Deux explosions retentissantes ont secoué Damas mardi matin, ciblant la zone proche de l'hôtel où Emmanuel Macron avait séjourné au cours de sa visite inédite en Syrie. Selon une source de sécurité syrienne citée par l'AFP, l'une des bombes était dissimulée dans une benne à ordures, tandis que l'autre était placée dans un véhicule non loin de l'hôtel Four Seasons, au cœur de la capitale.
Fort heureusement, le président français est sain et sauf, assure l'Elysée. Il avait quitté l'établissement pour se diriger vers le palais présidentiel où il a entamé des discussions avec le dirigeant syrien Ahmad al-Chareh.
Les témoins sur place ont rapporté avoir vu un épais nuage de fumée monter du quartier. Des ambulances se sont rapidement rendues sur les lieux, alors que les forces de sécurité faisaient montre de leur présence dans ce pays encore meurtri par plus d'une décennie de conflit. Des journalistes de l'AFP ont observé des fenêtres brisées au ministère du Tourisme, qui fait face à l'hôtel de luxe.
Cette visite est marquée comme la première d'un chef d'État occidental depuis la chute de Bachar al-Assad et l'émergence d'une coalition islamiste en 2024. Au cours de ses discussions, M. Macron est attendu sur le sujet crucial de la reconstruction de la Syrie, prônant les valeurs d'unité et de pluralité au sein du pays.
À l'issue de son entretien au palais présidentiel, Emmanuel Macron participera à un forum économique axé sur la remise à flot de l'économie syrienne et les voies stratégiques pour améliorer les échanges.

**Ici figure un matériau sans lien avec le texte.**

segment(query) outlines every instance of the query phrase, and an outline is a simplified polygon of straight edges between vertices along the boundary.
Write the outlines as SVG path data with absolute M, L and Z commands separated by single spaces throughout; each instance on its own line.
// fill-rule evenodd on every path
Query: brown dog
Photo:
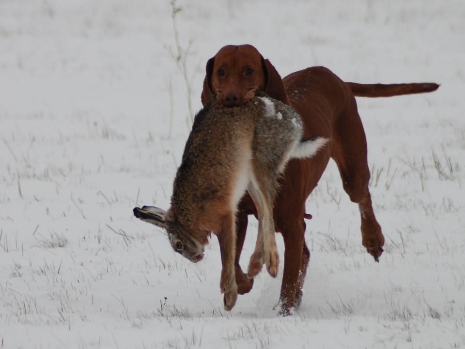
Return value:
M 438 87 L 434 83 L 344 82 L 321 66 L 295 72 L 281 79 L 269 61 L 250 45 L 225 46 L 208 60 L 202 95 L 204 105 L 212 95 L 223 105 L 232 107 L 246 103 L 256 92 L 264 91 L 292 106 L 300 114 L 304 124 L 304 138 L 320 137 L 329 140 L 324 149 L 311 159 L 289 161 L 275 200 L 275 228 L 282 235 L 285 248 L 280 314 L 289 314 L 291 308 L 298 306 L 302 300 L 310 256 L 304 238 L 305 201 L 316 186 L 330 158 L 337 164 L 344 190 L 350 200 L 358 204 L 362 244 L 376 261 L 383 253 L 384 237 L 368 190 L 367 142 L 355 96 L 387 97 L 429 92 Z M 253 285 L 253 279 L 242 272 L 239 264 L 249 214 L 256 217 L 257 211 L 246 194 L 236 215 L 235 269 L 241 294 L 249 292 Z M 223 240 L 221 234 L 217 236 L 222 251 Z M 249 268 L 248 276 L 253 277 L 261 269 Z

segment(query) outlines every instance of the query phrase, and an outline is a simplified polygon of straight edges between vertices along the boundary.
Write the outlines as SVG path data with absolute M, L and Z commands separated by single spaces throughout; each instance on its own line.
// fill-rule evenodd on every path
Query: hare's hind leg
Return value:
M 250 187 L 252 187 L 253 189 L 251 189 L 249 193 L 255 204 L 258 213 L 259 233 L 255 251 L 250 257 L 248 274 L 249 277 L 252 275 L 255 271 L 253 267 L 258 265 L 260 262 L 261 265 L 263 265 L 264 261 L 268 273 L 273 277 L 276 277 L 278 276 L 279 257 L 275 237 L 273 205 L 277 185 L 270 176 L 270 174 L 266 171 L 260 171 L 260 168 L 258 166 L 254 165 L 252 167 L 253 175 Z M 258 206 L 260 206 L 260 208 Z M 261 215 L 259 213 L 260 211 Z M 252 270 L 251 266 L 252 267 Z M 261 267 L 256 271 L 255 275 L 258 274 L 261 269 Z
M 234 260 L 236 256 L 235 217 L 233 212 L 224 217 L 222 234 L 224 235 L 223 269 L 219 288 L 224 294 L 223 302 L 225 310 L 232 309 L 237 299 L 237 285 L 236 284 Z
M 258 219 L 258 233 L 255 242 L 255 249 L 250 256 L 247 269 L 247 276 L 251 279 L 258 275 L 265 263 L 264 246 L 263 243 L 263 204 L 260 193 L 251 183 L 249 185 L 247 191 L 255 205 L 257 218 Z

Après plus de treize années de guerre civile, la Syrie aspire à se repositionner comme "la porte de l'Orient" pour l'Union européenne. Selon Arthur Quesnay, chercheur à l'Université Paris I Panthéon-Sorbonne, ce repositionnement est critique pour établir des connexions maritimes et terrestres vers l'Irak et le Golfe.
Accompagné de hauts dirigeants issus d’entreprises françaises telles que CMA-CGM et TotalEnergies, M. Macron envisage la signature d'accords, malgré une certaine réticence des investisseurs.
Lors d'un entretien avec BFMTV, Ahmad al-Chareh a mentionné les vastes opportunités d'investissement disponibles dans certains secteurs, comme le tourisme et l'agriculture, précisant que Damas envisageait également d'acquérir huit avions auprès d'Airbus.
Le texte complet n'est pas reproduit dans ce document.